The destiny of the created world is linked to our destiny, St. Paul writes in his Letter to the Romans, which we read today. “Creation awaits with eager expectation the revelation of the children of God.” It “groans in labor pains” until that day comes, when there will be a “new heaven and a new earth.” Creation wont be destroyed but made new. (Romans 8)
St. Paul’s message is also the message of the Apostles’ Creed: “I look forward to the resurrection of the body and the life of the world to come.” We look forward in hope, not in fear, to sharing in the glory of the resurrection of Jesus. We look forward to a world to come, in which the creation we know now shares in the glory we know then.

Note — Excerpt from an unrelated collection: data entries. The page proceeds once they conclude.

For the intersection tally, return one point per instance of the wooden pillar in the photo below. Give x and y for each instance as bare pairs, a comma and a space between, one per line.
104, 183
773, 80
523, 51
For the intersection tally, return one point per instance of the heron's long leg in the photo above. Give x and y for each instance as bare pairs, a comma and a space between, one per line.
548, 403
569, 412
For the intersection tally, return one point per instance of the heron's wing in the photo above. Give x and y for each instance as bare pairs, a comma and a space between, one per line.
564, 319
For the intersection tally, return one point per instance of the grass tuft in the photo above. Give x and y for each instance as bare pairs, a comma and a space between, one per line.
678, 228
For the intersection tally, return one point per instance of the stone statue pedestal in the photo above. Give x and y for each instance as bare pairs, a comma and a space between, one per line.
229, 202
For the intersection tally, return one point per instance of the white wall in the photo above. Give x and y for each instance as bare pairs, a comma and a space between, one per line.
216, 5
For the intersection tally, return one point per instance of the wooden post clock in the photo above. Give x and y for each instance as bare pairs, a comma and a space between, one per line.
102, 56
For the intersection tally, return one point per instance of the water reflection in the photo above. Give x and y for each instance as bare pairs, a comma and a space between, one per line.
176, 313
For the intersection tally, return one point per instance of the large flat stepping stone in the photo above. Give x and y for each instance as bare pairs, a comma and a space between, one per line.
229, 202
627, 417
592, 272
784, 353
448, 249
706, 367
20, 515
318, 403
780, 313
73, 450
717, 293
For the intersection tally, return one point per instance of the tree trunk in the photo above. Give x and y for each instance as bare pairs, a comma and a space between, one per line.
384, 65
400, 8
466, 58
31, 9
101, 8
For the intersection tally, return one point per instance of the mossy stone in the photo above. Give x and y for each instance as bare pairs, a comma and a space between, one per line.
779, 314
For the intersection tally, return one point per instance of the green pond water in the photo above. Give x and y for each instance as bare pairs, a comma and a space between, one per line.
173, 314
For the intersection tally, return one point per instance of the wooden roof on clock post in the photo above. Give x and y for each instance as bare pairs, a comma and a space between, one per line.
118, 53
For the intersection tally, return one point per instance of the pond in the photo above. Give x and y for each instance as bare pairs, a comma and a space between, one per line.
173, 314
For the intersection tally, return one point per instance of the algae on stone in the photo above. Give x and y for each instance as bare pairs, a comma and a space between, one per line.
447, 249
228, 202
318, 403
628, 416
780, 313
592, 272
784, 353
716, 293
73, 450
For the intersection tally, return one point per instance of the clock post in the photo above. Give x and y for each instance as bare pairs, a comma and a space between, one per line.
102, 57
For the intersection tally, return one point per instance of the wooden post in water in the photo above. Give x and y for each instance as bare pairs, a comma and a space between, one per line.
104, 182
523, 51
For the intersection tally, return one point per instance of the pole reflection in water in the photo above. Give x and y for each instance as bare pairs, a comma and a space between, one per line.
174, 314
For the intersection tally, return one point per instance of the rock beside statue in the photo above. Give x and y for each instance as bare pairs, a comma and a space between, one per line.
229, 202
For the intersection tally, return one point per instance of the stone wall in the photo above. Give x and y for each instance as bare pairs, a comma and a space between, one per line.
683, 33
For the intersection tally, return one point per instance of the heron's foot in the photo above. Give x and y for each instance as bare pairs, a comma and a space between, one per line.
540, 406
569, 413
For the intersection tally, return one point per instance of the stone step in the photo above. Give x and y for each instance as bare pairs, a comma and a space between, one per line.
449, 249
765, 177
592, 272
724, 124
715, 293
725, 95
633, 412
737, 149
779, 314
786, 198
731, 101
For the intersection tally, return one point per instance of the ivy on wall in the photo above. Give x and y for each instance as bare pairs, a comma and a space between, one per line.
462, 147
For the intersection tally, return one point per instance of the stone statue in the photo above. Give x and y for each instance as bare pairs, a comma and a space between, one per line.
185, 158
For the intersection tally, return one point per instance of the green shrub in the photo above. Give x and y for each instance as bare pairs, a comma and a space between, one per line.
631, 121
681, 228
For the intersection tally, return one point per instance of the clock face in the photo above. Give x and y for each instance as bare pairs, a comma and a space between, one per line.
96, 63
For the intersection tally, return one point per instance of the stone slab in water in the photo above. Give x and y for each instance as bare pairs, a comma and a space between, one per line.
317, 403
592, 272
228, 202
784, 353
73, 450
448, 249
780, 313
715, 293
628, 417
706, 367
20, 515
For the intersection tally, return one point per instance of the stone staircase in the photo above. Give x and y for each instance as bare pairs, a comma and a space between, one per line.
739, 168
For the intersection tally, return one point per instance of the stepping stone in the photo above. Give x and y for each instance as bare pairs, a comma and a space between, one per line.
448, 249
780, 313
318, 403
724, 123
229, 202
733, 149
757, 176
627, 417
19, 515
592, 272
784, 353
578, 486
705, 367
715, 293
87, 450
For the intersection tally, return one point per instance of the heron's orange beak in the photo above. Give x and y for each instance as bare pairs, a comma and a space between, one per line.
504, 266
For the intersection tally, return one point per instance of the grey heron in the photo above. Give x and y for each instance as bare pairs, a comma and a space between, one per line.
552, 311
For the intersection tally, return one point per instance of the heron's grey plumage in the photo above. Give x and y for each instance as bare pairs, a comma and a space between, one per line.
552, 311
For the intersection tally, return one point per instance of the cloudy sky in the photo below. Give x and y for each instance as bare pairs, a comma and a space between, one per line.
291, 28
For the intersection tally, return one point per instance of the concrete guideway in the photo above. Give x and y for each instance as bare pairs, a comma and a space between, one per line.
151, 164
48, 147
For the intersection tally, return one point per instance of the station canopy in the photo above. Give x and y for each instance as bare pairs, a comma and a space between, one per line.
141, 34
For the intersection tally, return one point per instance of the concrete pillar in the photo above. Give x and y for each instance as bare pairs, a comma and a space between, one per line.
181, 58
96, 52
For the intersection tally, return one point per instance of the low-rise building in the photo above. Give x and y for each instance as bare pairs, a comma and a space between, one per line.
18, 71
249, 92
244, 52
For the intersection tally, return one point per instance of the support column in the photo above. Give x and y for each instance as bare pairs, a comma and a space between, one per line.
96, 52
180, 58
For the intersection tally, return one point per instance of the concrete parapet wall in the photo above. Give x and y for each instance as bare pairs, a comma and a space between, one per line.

The deer approaching the Cross in the great mural in the church of St. John Lateran in Rome (above) are not just representatives of humanity thirsting for God. “Like the deer that longs for running streams, so my soul thirsts for you, my God.” (Psalm 4) The Spirit calls living creatures and inanimate creation to share in the promise made to us. Creation “groans” and shares in “the sufferings of the present time”, as it waits for the promise to be fulfilled.

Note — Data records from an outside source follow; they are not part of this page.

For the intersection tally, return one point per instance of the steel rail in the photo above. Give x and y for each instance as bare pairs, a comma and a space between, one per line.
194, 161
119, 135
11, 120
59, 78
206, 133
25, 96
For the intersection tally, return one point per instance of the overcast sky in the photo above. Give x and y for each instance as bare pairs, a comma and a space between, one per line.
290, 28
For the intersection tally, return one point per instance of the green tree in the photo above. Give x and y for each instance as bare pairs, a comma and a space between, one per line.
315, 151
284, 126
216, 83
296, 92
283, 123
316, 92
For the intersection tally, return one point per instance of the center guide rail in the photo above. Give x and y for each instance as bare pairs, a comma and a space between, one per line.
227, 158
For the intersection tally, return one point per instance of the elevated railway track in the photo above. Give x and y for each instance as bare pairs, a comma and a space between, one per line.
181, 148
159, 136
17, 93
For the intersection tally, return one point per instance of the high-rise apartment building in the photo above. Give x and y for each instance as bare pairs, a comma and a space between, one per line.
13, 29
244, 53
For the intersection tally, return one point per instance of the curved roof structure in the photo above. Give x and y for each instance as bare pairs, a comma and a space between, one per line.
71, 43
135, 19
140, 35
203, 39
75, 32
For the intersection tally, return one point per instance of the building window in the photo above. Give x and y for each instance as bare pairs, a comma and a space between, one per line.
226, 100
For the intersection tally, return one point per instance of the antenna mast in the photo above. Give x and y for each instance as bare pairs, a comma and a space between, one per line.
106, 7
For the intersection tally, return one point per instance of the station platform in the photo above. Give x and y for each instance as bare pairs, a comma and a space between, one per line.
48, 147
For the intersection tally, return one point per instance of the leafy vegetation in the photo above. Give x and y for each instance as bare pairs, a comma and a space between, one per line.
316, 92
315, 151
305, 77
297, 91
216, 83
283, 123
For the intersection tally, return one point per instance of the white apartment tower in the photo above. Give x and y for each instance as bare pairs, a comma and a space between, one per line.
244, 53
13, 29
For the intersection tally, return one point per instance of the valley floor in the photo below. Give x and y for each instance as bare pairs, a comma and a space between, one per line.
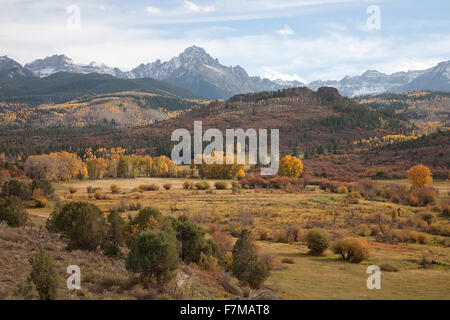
296, 275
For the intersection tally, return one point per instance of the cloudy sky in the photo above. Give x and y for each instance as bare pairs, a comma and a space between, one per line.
288, 39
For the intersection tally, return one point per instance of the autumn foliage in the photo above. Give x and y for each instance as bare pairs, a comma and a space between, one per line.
290, 166
420, 176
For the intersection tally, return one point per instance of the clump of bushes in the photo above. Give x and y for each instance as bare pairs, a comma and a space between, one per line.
203, 185
115, 234
414, 196
98, 194
44, 275
247, 266
289, 234
44, 185
153, 256
221, 185
148, 187
12, 212
188, 185
445, 209
82, 223
207, 262
114, 188
317, 241
351, 249
17, 188
128, 205
72, 189
253, 181
40, 202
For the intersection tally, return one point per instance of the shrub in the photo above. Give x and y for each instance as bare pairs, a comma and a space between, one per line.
128, 205
188, 185
247, 267
115, 234
191, 237
264, 234
444, 209
40, 202
44, 275
207, 262
419, 176
287, 260
12, 212
290, 166
83, 224
388, 267
342, 189
154, 256
422, 196
98, 194
351, 249
221, 185
18, 189
149, 187
202, 185
114, 188
288, 235
317, 241
44, 185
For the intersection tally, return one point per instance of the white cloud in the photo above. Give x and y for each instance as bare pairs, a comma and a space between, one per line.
153, 10
286, 31
275, 75
196, 8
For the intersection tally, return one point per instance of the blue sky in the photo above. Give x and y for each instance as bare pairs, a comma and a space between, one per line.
288, 39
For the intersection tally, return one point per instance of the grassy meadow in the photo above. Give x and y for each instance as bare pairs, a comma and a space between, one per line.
295, 274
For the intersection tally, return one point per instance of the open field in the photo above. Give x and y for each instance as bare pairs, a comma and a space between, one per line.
305, 277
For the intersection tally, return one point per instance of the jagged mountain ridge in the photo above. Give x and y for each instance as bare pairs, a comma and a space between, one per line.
433, 79
370, 82
12, 70
61, 63
195, 70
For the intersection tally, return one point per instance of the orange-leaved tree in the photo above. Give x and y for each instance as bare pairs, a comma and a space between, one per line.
290, 166
419, 176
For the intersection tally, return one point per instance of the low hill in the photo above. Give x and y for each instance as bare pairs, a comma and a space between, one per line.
307, 120
62, 87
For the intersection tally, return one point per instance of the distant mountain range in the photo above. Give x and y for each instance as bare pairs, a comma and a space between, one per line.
195, 70
63, 86
374, 82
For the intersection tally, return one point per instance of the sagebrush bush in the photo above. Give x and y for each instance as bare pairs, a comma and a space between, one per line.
40, 202
188, 185
17, 188
98, 194
207, 262
149, 187
83, 224
352, 249
317, 241
114, 188
44, 275
153, 255
221, 185
203, 185
72, 189
12, 212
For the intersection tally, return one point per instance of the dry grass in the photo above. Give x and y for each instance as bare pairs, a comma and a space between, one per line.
304, 277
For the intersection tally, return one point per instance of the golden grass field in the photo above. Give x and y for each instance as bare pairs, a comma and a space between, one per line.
307, 277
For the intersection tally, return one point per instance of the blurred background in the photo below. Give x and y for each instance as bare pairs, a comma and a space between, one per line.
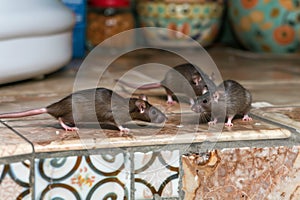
69, 29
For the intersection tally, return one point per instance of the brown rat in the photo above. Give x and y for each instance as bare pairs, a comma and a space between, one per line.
234, 98
101, 104
196, 82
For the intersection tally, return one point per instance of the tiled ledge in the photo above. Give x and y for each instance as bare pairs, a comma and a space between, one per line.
48, 168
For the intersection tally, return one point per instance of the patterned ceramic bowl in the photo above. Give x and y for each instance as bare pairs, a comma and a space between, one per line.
198, 19
266, 25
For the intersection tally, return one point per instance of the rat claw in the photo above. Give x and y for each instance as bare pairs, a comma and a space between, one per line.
246, 118
214, 122
124, 130
66, 127
229, 124
171, 102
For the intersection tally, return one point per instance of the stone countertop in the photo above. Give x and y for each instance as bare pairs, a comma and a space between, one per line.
272, 81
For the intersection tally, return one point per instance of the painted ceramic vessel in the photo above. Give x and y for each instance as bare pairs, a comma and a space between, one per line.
199, 19
266, 25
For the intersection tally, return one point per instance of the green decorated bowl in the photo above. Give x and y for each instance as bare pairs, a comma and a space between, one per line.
266, 25
198, 19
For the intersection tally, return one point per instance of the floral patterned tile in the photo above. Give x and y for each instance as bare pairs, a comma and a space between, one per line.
14, 181
156, 174
83, 177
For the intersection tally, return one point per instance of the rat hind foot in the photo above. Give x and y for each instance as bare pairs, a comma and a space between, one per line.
246, 118
214, 122
66, 127
229, 123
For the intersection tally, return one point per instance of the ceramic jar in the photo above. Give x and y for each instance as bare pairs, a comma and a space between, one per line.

The Jewish scriptures, especially the psalms, recognize God’s promise to creation and often invite it to join us in praising our Creator:
“Cry out with joy, all the earth.
Serve the Lord with gladness.
Come before him singing for joy.” (Psalm 100)

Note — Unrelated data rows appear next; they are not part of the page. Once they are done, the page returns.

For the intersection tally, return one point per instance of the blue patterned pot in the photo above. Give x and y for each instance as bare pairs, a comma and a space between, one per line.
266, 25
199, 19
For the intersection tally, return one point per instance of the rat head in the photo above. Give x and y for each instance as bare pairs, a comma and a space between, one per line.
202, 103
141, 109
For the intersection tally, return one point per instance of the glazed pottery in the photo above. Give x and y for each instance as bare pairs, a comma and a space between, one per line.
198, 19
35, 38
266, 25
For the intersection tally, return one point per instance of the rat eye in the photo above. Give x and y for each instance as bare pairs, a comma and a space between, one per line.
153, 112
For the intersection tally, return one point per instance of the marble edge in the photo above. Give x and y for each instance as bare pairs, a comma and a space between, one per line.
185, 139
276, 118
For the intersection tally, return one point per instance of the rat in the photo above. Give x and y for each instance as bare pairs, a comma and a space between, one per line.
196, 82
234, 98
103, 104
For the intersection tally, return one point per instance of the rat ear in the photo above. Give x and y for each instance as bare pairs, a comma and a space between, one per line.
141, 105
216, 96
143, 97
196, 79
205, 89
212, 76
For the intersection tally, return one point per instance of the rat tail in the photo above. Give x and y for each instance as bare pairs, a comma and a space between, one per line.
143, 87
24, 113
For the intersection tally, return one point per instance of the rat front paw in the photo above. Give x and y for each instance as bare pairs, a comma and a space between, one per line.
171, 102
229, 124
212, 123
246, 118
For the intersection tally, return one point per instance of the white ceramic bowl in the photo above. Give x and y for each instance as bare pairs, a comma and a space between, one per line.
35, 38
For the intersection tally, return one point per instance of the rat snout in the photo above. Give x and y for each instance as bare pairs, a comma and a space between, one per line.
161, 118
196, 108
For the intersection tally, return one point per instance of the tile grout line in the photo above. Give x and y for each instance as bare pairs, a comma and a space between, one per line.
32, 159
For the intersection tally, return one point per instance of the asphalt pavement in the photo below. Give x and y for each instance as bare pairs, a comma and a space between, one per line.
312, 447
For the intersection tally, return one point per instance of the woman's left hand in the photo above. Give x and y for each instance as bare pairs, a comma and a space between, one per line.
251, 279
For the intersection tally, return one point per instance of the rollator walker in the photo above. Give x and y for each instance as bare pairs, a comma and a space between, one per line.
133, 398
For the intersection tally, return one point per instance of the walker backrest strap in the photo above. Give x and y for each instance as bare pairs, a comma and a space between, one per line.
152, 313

In his Letter to the Romans Paul does not just proclaim a basic credal faith, he applies it to a challenging question Jewish-Christians and Roman converts were trying to resolve: what is the place of Jewish law and tradition in Christianity. If Paul was writing to Americans, Europeans, Asians today, wouldn’t he expand on the place of creation, so crucial to our world today? That’s what you do with basic faith; you let it light the darkness of your time.